Ragam Informasi

Sistem pemerintahan polis Athena dan Sparta

Hisham
09/06/2018

Diantara polis-polis yang ada di Yunani, dua polis yang terkemuka adalah Polis Sparta dan Athena. Berikut akan kita ulas tentang kedua polis tersebut.

Sparta

Peletak dasar pemerintahan di Sparta adalah Lycurgus. Lycurgus menerapkan undang-undang dengan sangat ketat. Hal tersebut dimaksudkan untuk menghindari terjadinya pemberontakan. Sparta tampil sebagai negara militer yang tidak memberik kesempatan bagi berkembangnya pemberontakan. Pemerintahan Sparta memiliki ciri-ciri sebagai berikut :

a) Kepala pemerintahan dipegang oleh dua orang raja yang kekuasaannya turun-menurun dan tanpa batas,
b) Dalam menjalankan tugasnya, raja dibantu oleh dewan penasehat yang disebut ephor,
c) Terdapat dewan yang beranggotakan 28 orang dan bertugas mempersiapkan perundang-undangan kepada Dewan Perwakilan Rakyat.

Kondisi masyarakat Sparta sangat beragam. Berikut ini uraian tentang kondisi masyarakat di Sparta

a) Masyarakat Sparta terbagi dalam dua golongan. Pertama, bangsa Doria, merupakan warga negara penuh. Kedua, bangsa taklukan sebagai budak tidak memiliki hak apa-apa

b) Diperlakukan wajib militer bagi mereka yang berumur 20-60 tahun
c) Rakyat tidak boleh memiliki kekayaan karena dikhwatirkan akan digunakan untuk membiayai pemberontakan
d) Lebih mengutamakan pendidikan jasmani dan latihan fisik, serta mengabaikan bidang kebudayaan.

Athena

Polis Athena yang terletak di Attica.

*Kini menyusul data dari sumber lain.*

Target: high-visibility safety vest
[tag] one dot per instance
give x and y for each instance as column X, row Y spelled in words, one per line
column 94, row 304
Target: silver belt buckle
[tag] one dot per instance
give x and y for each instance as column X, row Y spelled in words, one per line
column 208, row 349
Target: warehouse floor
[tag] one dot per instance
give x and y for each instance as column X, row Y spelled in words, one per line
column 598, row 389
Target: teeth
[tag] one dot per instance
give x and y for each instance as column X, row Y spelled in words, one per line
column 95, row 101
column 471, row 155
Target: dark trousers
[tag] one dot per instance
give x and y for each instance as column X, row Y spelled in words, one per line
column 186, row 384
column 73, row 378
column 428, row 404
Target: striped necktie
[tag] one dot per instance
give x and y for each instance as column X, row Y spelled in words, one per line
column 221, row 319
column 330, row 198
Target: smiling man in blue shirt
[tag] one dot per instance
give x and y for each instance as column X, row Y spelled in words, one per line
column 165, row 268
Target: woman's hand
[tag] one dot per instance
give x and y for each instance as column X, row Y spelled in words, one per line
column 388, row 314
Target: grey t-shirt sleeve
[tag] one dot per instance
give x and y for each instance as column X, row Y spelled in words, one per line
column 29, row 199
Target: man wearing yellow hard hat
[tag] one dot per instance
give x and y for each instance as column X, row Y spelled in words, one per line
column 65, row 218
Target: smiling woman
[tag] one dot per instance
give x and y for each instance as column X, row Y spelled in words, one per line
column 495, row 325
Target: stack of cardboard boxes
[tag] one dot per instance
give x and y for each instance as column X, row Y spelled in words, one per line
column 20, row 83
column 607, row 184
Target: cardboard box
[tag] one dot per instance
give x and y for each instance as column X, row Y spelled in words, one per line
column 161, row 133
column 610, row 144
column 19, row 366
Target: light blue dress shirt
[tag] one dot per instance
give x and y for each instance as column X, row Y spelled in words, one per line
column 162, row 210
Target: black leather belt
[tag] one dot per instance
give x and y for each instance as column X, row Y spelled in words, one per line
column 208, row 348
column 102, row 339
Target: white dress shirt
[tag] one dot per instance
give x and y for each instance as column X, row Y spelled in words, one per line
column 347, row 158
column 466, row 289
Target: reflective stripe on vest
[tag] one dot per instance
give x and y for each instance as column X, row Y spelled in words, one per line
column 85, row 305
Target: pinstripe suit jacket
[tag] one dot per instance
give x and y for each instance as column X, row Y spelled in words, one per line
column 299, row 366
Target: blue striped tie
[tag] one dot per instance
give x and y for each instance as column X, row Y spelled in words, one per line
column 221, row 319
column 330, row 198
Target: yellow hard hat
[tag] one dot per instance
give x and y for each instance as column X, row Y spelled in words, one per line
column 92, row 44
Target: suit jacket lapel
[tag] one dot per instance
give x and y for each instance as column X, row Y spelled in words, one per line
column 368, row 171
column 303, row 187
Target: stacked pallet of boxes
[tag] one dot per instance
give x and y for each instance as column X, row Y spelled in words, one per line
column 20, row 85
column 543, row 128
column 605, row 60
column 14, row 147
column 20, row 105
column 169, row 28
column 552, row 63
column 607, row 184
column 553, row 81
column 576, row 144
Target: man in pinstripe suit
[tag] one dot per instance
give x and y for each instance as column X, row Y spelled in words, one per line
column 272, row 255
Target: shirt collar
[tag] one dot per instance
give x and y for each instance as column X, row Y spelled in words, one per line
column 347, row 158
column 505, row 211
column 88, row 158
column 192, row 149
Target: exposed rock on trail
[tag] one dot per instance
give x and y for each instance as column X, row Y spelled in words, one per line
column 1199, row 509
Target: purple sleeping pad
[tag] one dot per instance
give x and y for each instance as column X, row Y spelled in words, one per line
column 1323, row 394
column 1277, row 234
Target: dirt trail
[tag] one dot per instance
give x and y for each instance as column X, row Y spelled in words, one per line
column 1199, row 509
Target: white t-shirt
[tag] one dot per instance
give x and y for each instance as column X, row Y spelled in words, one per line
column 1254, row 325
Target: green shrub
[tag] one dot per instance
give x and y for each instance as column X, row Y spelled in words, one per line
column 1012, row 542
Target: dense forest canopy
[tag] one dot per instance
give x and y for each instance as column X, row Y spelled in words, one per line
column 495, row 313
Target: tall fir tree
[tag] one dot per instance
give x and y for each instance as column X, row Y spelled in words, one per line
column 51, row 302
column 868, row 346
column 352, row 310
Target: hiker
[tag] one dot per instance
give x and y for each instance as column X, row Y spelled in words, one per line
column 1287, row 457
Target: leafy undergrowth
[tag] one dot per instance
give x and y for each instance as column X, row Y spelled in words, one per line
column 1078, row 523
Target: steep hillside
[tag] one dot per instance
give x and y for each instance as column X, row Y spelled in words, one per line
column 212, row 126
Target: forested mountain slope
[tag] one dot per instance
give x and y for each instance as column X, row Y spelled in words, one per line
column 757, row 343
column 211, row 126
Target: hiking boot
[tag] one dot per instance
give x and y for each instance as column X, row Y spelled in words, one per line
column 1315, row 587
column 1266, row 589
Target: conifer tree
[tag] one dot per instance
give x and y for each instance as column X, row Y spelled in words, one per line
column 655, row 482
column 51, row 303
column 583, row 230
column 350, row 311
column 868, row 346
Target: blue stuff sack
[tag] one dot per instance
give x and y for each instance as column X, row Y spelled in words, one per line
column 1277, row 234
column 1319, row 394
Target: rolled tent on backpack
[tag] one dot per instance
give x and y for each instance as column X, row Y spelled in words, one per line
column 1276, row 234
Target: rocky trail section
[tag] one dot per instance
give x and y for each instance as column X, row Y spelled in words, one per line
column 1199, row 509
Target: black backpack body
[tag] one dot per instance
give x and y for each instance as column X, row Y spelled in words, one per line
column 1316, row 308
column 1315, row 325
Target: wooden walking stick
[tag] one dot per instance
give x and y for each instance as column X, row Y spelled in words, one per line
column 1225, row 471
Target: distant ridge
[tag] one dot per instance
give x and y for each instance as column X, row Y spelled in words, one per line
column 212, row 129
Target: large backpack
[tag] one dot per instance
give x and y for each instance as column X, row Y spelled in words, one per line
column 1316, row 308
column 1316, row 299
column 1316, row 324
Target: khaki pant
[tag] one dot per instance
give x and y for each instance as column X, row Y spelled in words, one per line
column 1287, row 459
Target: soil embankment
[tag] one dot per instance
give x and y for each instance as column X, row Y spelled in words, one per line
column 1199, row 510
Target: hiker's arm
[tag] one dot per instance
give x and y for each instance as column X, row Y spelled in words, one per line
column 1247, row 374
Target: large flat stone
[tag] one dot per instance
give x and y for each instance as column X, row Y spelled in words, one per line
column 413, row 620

Athena dikenal sebagai peletak dasar sistem pemerintahan demokrasi di dunia. Berikut ini tokoh-tokoh terkenal di Athena, khususnya dalam pembaruan pemerintahan

a) Drako

Drako dikenal sebagai pembuat undang-undang tertulis pertama di Athena. Namun, pelaksanaan undang-undang tersebut masih sangat keras.

b) Solon

Solon berupaya menyempurnakan undang-undang yang dibuat oleh Drako. Solon kemudian dikenal sebagai pembuat undang-undang yang sangat bijaksana. Berikut ini sistem pemerintahan yang diajarkan Solon.

1) Kepala pemerintahan dipegang oleh 9 orang Archon (Pelaksana Pemerintahan) yang ditentukan secara undian

2) Terdapat Aeoropagos, yaitu dewan yang berfungsi sebagai Mahkamah Agung sekaligus menjadi pengawas para Archon

3) Kekuasaan tertinggi ditangan rakyat yang dilaksanakan oleh Boule (DPR)

Boule memiliki tugas ;

a. Menetapkan Archon

b. Meminta pertanggungjawaban Archon

c. Menghukum Archon yang berbuat salah

4) Terdapat Helliaca, yaitu dewan yang bertugas mengadili perkara pidana

5) Bidang pertahanan dipegang 10 orang yang ahli siasat perang.

c) Kleistens

Kleistens menciptakan sistem Ostrasisme. Sistem Ostrasisme dibuat untuk menjaga sistem demokrasi di Athena. Ostrasisme berasal dari kata ostracon, artinya pecahan periuk. Caranya, rakyat diberi hak menilai para Archon yang dianggap menyimpang dan menuliskan namanya di atas pecahan periuk.

d) Perikles

Perikles dikenal sebagai ahli pidato dan panglima perang. Pada masa kekuasaan perikles. Athena mencapai puncak kejayaan. Perikles berhasil mengembangkan kebudayaan dan filsafat, seperti dalam bidang drama atau sandiwara dengan tokoh utamanya Sopokles.

Secara umum gambaran masyarakat Athena dapat kita tuliskan sebagai berikut
1. Hak individual diakui dan dijamin oleh negara,
2. Kemerdekaan berpikir dan berpendapat dijamin oleh negara
3. Athena menaruh perhatian besar dalam bidang seni dan olahraga
4. Mata pencaharian berdagang dan pelaut.